It is clear from this biography that Elizabeth I was vain and mercurial. She was also humble and devout. My sense was that she was very lonely in spite of the adulation and attendance given to a Queen. She was complicated, like most of us. She did the best she could. A fascinating portrait of an amazing historical figure. Alison Weir is an acclaimed historian, but in the past couple of years has started writing historical novels as well. Her novel Innocent Traitor, about Lady Jane Grey, is very good. She has recently come out with a new novel about Elizabeth's childhood called The Lady Elizabeth. I look forward to reading it sometime soon.

Reverent Reader

Wednesday, May 14, 2008

Ladies, Get Your Mammograms



The Victoria's Secret Catalog Never Stops Coming
and Other Lessons I Learned from Breast Cancer
by Jennie Nash

This is a quick read and surprisingly entertaining, given its sober and scary subject matter. Jennie Nash is an anomaly - she was diagnosed with breast cancer at age 35, well before the age 40 threshold where physicians recommend annual mammograms. Some doctors say annual checks are not necessary until a woman hits 50. Statistically that may be true, but Jennie Nash would not have survived had she not followed her instincts and visited the radiologist.
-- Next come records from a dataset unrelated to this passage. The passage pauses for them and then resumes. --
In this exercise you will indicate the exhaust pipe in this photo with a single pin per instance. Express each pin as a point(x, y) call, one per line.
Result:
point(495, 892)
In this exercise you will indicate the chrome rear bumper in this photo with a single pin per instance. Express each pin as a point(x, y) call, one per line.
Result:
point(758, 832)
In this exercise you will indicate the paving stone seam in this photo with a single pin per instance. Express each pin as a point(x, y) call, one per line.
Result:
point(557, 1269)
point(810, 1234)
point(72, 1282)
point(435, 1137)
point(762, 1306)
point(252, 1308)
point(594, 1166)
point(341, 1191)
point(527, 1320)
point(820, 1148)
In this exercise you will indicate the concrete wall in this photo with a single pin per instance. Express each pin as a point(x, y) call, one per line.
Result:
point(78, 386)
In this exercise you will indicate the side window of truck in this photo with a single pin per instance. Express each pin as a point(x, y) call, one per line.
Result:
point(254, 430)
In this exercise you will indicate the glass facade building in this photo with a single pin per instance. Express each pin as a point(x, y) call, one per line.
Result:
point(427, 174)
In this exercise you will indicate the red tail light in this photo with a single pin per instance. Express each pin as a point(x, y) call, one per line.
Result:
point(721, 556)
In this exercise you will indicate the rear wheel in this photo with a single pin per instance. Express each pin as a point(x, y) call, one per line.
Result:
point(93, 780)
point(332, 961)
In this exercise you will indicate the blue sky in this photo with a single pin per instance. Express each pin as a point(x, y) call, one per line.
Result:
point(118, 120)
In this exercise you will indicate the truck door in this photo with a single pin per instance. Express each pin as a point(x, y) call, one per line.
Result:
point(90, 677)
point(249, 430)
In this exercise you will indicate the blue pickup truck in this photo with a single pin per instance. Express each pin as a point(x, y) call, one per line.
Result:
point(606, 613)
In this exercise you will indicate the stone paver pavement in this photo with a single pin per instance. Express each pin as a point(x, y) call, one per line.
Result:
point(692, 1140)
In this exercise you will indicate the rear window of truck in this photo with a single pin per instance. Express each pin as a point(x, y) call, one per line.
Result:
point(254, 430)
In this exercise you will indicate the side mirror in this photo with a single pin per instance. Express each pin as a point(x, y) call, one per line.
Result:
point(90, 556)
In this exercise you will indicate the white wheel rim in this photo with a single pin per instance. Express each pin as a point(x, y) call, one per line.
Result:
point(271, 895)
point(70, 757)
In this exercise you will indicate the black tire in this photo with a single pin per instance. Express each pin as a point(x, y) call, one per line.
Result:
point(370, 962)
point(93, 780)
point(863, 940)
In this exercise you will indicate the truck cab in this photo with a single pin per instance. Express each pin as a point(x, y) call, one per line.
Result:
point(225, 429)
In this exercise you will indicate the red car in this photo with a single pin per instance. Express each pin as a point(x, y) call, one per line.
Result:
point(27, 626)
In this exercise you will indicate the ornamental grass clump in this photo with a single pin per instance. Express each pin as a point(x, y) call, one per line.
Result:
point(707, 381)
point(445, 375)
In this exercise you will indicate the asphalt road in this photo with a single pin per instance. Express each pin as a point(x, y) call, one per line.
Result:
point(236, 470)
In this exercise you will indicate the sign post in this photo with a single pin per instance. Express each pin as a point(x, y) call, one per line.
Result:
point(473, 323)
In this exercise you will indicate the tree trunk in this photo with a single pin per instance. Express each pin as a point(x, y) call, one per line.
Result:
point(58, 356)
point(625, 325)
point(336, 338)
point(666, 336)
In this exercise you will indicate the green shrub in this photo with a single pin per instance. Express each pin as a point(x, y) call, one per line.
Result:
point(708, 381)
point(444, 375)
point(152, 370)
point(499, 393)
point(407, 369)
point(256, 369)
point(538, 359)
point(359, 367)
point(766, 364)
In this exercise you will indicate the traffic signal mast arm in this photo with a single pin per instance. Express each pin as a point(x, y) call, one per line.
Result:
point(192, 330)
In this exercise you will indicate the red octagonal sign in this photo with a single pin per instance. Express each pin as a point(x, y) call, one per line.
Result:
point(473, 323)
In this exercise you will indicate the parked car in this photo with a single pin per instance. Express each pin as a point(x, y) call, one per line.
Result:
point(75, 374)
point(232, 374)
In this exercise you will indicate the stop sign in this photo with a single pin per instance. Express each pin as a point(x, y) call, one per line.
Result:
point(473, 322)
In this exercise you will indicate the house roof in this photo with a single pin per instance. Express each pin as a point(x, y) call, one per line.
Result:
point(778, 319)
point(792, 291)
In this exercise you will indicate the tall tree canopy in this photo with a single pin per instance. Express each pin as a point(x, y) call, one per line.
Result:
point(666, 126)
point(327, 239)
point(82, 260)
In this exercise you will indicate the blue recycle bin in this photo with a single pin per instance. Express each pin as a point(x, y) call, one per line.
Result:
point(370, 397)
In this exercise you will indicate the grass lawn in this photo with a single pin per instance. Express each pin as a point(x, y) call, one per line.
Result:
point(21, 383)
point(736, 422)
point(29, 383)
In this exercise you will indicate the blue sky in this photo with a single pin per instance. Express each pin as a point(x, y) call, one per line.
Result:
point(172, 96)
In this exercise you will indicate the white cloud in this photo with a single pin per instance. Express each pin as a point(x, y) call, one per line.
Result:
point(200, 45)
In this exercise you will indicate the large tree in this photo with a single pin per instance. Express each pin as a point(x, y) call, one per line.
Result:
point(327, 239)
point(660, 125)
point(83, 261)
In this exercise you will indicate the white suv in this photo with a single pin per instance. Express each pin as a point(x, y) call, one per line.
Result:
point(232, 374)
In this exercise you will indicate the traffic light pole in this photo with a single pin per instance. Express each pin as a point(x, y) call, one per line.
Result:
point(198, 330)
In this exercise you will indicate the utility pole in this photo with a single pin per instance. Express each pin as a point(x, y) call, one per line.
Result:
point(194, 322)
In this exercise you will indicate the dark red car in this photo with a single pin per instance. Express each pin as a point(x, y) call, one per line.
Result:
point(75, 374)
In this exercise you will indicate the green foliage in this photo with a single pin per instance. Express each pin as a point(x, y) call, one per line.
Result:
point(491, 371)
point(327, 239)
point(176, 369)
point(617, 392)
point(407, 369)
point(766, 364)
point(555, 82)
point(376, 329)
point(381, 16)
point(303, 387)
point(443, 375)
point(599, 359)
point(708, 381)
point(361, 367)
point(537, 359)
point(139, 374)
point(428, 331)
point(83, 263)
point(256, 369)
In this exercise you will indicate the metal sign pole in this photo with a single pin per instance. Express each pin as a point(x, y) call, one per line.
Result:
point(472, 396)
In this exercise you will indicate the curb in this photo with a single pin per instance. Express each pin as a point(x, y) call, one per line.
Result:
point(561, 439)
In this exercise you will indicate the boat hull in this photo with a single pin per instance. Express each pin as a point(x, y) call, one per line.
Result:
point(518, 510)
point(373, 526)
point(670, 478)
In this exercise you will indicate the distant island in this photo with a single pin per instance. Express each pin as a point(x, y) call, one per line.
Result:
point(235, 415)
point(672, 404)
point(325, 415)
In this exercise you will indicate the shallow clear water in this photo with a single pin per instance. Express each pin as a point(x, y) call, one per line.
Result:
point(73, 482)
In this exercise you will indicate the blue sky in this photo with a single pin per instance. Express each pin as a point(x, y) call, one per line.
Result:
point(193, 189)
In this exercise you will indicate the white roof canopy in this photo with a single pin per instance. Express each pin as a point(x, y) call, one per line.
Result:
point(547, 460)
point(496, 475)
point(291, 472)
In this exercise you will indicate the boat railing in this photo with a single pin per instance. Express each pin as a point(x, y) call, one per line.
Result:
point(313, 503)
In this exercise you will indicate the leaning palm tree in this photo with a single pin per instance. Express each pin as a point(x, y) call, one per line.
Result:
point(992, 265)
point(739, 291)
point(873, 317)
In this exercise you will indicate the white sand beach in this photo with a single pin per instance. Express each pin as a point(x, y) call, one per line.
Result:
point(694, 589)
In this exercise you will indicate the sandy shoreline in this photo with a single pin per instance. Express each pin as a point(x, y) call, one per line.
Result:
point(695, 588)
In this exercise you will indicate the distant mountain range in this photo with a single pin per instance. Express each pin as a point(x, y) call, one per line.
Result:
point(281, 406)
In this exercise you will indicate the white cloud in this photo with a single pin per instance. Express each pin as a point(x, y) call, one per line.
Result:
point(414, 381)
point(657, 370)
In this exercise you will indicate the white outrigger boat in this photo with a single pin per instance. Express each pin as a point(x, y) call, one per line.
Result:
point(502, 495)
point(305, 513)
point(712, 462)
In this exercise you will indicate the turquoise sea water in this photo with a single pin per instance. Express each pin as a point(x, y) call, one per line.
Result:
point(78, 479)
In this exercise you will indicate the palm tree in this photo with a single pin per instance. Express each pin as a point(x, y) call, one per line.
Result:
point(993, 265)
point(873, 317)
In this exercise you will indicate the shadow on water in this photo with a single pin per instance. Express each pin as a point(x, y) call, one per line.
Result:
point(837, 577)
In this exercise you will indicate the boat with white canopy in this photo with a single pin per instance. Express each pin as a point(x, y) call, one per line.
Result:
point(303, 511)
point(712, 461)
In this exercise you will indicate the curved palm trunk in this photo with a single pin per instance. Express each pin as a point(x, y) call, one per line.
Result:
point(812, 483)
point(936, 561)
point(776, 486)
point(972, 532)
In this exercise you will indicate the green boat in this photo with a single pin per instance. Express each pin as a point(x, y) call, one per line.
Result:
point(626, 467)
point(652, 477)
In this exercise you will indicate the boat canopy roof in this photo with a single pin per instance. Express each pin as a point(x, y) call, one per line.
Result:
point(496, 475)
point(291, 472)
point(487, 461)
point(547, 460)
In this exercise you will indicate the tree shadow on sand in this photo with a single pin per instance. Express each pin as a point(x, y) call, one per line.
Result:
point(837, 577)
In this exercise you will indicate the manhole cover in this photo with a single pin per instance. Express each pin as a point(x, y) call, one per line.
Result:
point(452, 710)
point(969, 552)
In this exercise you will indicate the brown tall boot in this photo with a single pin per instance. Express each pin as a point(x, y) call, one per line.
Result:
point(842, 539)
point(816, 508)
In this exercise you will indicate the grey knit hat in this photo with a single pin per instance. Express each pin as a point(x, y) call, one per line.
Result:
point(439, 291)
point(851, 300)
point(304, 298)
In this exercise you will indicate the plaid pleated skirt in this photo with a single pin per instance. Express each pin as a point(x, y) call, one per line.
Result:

Nash shares her experience very candidly, telling about her moments of courage and grace as well as her tantrums and moments of utter despair. She has a quirky sense of humor that comes through her narrative. As a writer, she believes that telling one's story is part of the healing process and she encourages other women to share their experiences as well. Jennie Nash's "lessons" range from wryly funny (perusing the "perfect" bodies in the Victoria's Secret catalog and instead of envying what she never had, mourning what she was about to lose) to devastatingly sad - in her chapter titled "Sometimes the Good Die Young" she shares the story of her friend Lisa who died of lung cancer at age 36. Not everyone survives.

This is a helpful book to read if you (or someone you know) are struggling with the decisions related to breast cancer and the body image issues that can result. It is also a word of hope for women who live in dread of the diagnosis. It is reminder to trust our own instincts about our bodies. Finally, it should prod those of us who procrastinate to schedule our mammograms and actually go to them. I scheduled an appointment this morning. Seriously.

Reverent Reader

Tuesday, May 13, 2008

Paint Away


Velvet Elvis: Repainting the Christian Faith
by Rob Bell

This is a writer and pastor to pay attention to. Very similar to Brian McClaren, he is articulating things that people of faith have been experiencing for a long time, but that very few have had the courage to give voice to. He is able to unapologetically identify himself as a follower of Christ, yet also acknowledge and embrace the truth to be found in other traditions. Like a true adherent of the Reformed faith, he says that we as Christians have to constantly be in a process of examining our faith and doctrine and discerning what parts of it still have meaning and what needs to be re-thought in light of cultural shifts and new understandings of one another.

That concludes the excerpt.